Category Prediction:

repair experience/availability


In [244]:
input_comment = """
i had to repeat myself many times because the person i talked to did not understand what i was saying"""

In [245]:
comments_vect = comments_vect_counts.transform([input_comment])

print(comments_vect.shape, end='\n\n')

comments_pred = model.predict_proba(comments_vect)

print('Probabilities', end='\n\n')
print(comments_pred, end='\n\n')


comments_pred_hot = get_one_hot_predictions(comments_pred)

print('Probabilities One Hot Vector', end='\n\n')
print(comments_pred_hot, end='\n\n')

print('Category Prediction:', end='\n\n')
print(y_enc.inverse_transform(comments_pred_hot)[0][0])

(1, 3000)

Probabilities

[[4.5612730e-21 1.0000000e+00 1.0968228e-17 1.9419117e-16 1.6112674e-21
  6.2411744e-24 3.9289934e-34 2.7189185e-27 5.9850743e-22 3.8446253e-22
  6.9290071e-19 9.5610242e-10 1.3797056e-20 7.4135892e-23]]

Probabilities One Hot Vector

[[0. 1. 0. 0. 0. 0. 0. 0. 0. 0. 0. 0. 0. 0.]]

Category Prediction:

agent contact skills


In [246]:
input_comment = """
i had to sent three e mails before you answer"""

In [247]:
comments_vect = comments_vect_counts.transform([input_comment])

print(comments_vect.shape, end='\n\n')

comments_pred = model.predict_proba(comments_vect)

print('Probabilities', end='\n\n')
print(comments_pred, end='\n\n')


comments_pred_hot = get_one_hot_predictions(comments_pred)

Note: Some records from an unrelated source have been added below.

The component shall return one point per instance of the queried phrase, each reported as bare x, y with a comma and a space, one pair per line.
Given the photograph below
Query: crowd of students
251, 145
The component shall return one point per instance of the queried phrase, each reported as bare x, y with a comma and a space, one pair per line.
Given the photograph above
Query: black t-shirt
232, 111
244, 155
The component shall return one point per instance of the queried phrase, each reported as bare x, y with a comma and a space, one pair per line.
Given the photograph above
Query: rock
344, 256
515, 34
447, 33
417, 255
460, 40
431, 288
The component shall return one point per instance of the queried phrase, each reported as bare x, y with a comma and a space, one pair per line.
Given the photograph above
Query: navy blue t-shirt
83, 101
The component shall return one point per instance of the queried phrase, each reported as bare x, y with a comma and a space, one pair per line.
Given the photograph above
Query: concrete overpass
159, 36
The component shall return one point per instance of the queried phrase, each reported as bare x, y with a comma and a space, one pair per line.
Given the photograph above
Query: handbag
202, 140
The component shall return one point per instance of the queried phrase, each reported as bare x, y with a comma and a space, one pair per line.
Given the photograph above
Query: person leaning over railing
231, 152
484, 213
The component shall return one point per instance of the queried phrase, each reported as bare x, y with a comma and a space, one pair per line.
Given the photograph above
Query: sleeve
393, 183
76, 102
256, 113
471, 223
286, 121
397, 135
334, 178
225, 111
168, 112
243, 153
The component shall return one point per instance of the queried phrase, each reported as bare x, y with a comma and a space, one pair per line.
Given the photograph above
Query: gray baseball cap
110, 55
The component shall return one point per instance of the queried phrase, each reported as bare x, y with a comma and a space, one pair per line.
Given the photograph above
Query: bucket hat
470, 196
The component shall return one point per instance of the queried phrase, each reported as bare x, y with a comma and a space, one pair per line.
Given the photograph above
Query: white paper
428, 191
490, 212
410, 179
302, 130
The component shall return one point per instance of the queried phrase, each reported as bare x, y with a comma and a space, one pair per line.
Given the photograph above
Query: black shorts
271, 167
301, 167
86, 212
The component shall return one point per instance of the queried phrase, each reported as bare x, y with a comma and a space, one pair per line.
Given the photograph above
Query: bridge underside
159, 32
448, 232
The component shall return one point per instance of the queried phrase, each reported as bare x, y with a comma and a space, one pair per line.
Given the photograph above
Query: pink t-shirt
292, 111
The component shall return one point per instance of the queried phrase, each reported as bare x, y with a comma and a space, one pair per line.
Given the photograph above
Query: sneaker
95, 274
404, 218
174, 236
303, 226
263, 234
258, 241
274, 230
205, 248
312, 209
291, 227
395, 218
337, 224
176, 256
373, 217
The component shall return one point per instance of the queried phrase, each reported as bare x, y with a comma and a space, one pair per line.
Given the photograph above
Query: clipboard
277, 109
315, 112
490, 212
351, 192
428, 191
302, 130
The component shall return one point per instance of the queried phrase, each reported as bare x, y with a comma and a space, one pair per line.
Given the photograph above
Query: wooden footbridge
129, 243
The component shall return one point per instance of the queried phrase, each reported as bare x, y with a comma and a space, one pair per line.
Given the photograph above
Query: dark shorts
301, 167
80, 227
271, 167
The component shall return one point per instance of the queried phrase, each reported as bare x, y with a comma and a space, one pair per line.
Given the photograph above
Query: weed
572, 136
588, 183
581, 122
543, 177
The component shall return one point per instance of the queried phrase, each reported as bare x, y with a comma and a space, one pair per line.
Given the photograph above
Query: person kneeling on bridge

print('Probabilities One Hot Vector', end='\n\n')
print(comments_pred_hot, end='\n\n')

print('Category Prediction:', end='\n\n')
print(y_enc.inverse_transform(comments_pred_hot)[0][0])

(1, 3000)

Probabilities

[[1.7313271e-08 2.0742184e-05 1.9657342e-05 4.6481141e-03 5.6552727e-09
  3.9227157e-08 8.5542858e-11 3.7096447e-06 2.8665161e-07 5.1006445e-08
  2.1594708e-06 9.9450231e-01 2.9879510e-09 8.0292067e-04]]

Probabilities One Hot Vector

[[0. 0. 0. 0. 0. 0. 0. 0. 0. 0. 0. 1. 0. 0.]]

Category Prediction:

support efficiency


As we can see the model makes accurate predictions.